Wednesday, December 28, 2011

Aquaphobia


There is a low angle shot of the group of children splashing into the sea with Alex Kintner further out, revolving on his raft. The next shot shows Brody from a slightly different angle, one which accentuates the diminishing perspective of the orange and white striped beach huts that stretch the width of the screen behind him and end at a green-roofed pagoda. Mrs Taft sits with her arm around her husband on the left of the screen and the two of them look smilingly on at the children at play out of shot. An elderly man in blue bathing trunks and black bathing cap (earlier mistaken for a shark fin) comes and sits in front of Brody and begins drying his drooping chest with a yellow towel. There is a cut to a reverse angle behind Brody that positions the back of the chief's head on the right of the frame with the elderly bather just right of centre and the splashing children in the water dominating the left.

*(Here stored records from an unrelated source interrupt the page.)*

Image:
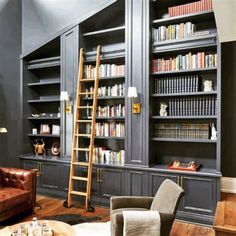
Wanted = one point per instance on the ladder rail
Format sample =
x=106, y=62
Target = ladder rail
x=76, y=126
x=94, y=110
x=76, y=135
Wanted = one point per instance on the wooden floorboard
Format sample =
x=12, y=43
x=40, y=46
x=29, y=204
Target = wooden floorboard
x=53, y=206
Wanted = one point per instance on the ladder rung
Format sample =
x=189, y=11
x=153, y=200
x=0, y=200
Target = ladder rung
x=84, y=121
x=82, y=149
x=85, y=107
x=79, y=178
x=87, y=80
x=79, y=163
x=78, y=193
x=86, y=93
x=83, y=135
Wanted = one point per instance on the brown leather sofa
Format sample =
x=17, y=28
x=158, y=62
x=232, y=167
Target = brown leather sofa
x=17, y=191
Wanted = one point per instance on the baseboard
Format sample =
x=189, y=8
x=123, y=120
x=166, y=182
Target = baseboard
x=228, y=185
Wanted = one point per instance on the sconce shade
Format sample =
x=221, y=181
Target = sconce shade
x=64, y=96
x=3, y=130
x=132, y=92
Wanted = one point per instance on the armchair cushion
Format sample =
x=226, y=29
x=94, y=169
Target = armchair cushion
x=167, y=197
x=130, y=202
x=10, y=197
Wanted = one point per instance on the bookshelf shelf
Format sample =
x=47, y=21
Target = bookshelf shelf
x=184, y=140
x=183, y=117
x=184, y=94
x=44, y=135
x=200, y=16
x=44, y=100
x=53, y=82
x=193, y=43
x=200, y=70
x=111, y=118
x=44, y=118
x=105, y=31
x=106, y=98
x=44, y=63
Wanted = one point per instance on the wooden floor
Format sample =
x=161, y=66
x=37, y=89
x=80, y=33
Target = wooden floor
x=53, y=206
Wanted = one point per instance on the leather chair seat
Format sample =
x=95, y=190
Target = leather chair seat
x=11, y=197
x=117, y=214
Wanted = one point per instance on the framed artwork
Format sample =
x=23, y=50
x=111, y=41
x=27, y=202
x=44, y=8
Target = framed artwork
x=45, y=129
x=55, y=129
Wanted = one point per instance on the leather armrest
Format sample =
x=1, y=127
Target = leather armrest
x=19, y=178
x=130, y=201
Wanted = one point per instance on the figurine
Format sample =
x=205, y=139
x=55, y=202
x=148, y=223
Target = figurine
x=208, y=86
x=213, y=132
x=163, y=109
x=39, y=147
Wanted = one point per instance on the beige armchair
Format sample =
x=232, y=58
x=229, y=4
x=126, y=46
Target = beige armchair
x=166, y=201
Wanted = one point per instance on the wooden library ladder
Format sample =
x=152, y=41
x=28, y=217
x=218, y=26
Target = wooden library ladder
x=78, y=150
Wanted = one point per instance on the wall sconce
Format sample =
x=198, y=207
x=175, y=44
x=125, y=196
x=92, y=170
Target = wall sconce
x=136, y=106
x=68, y=103
x=3, y=130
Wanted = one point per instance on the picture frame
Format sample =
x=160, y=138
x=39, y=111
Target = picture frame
x=55, y=129
x=45, y=129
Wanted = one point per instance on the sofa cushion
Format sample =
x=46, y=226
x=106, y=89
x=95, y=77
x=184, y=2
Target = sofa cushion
x=11, y=197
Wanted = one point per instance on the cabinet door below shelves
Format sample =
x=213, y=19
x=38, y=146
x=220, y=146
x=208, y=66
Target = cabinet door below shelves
x=200, y=194
x=156, y=179
x=136, y=183
x=50, y=175
x=29, y=165
x=111, y=182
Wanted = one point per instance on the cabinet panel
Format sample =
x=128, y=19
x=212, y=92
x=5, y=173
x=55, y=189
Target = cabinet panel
x=69, y=68
x=50, y=177
x=64, y=176
x=200, y=194
x=136, y=183
x=156, y=179
x=111, y=182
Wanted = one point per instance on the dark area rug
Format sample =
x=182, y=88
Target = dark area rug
x=71, y=219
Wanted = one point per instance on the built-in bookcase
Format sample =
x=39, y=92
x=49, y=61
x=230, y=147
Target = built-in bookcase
x=185, y=56
x=41, y=98
x=110, y=124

The old man's single line of dialogue ('We know all about you, chief. You don't go in the water at all, do you?') is the first specific reference to Brody's aquaphobia, which his wife will later try to psychoanalyse ('I guess it's a childhood thing.'). The use of the first person plural pronoun suggests that the old man is speaking on behalf of the whole island (indeed, Amity's population up to this point does seem to be well represented by elderly white males), and also tells us that in such a small community no secrets can be kept for long. Brody's reaction to the old man's playful needling seems unnecessarily harsh: he uncrosses his leg, shifts his chair to the left and dismisses him with the line, 'That's some bad hat, Harry.' He will similarly dismiss his wife's later attempts to explain away his phobia ('There's a clinical name for it, isn't there?') with a curt put-down ('Drowning.), which suggests he remains sensitive about his weak spot.

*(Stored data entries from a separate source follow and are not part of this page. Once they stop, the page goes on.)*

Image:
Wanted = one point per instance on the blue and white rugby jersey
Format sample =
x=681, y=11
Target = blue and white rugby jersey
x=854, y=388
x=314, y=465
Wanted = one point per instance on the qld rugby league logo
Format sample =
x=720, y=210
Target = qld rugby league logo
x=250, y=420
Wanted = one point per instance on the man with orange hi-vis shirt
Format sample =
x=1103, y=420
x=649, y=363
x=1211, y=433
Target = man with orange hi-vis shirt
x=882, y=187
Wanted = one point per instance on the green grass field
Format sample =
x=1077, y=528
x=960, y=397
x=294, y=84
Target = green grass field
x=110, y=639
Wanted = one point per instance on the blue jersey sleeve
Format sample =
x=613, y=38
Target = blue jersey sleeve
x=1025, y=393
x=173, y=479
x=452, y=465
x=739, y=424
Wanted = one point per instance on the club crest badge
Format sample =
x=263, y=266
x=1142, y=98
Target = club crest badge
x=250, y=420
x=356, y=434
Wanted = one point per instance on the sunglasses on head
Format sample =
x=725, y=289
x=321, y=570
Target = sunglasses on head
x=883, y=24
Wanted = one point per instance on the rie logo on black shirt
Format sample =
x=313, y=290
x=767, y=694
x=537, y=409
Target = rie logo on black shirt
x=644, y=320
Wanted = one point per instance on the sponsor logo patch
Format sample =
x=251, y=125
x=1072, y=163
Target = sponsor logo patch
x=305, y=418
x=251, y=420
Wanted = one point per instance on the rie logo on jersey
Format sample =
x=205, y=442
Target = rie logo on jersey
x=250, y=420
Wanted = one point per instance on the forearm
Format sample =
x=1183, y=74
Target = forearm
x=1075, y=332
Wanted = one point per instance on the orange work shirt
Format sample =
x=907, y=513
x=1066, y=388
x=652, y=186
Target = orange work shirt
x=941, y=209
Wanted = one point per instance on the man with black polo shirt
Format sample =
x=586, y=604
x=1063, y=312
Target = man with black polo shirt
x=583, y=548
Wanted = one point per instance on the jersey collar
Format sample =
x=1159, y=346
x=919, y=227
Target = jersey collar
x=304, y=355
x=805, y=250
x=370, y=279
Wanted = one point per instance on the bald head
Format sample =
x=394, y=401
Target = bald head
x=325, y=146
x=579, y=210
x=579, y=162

It's a matter of record that some of the dialogue in Jaws was improvised in rehearsals and then worked into the script proper by Carl Gottleib, Brody's 'bigger boat' line being the most oft-quoted example. I can't help feeling that the 'bad hat, harry' remark was another piece of improv. The line has taken on a life of its own outside the film as the name of Jaws-fan Bryan Singer's production company, whose production credit logo - which appears at the end of every episode of House, M.D - reproduces the scene in a Beavis and Butthead style animation.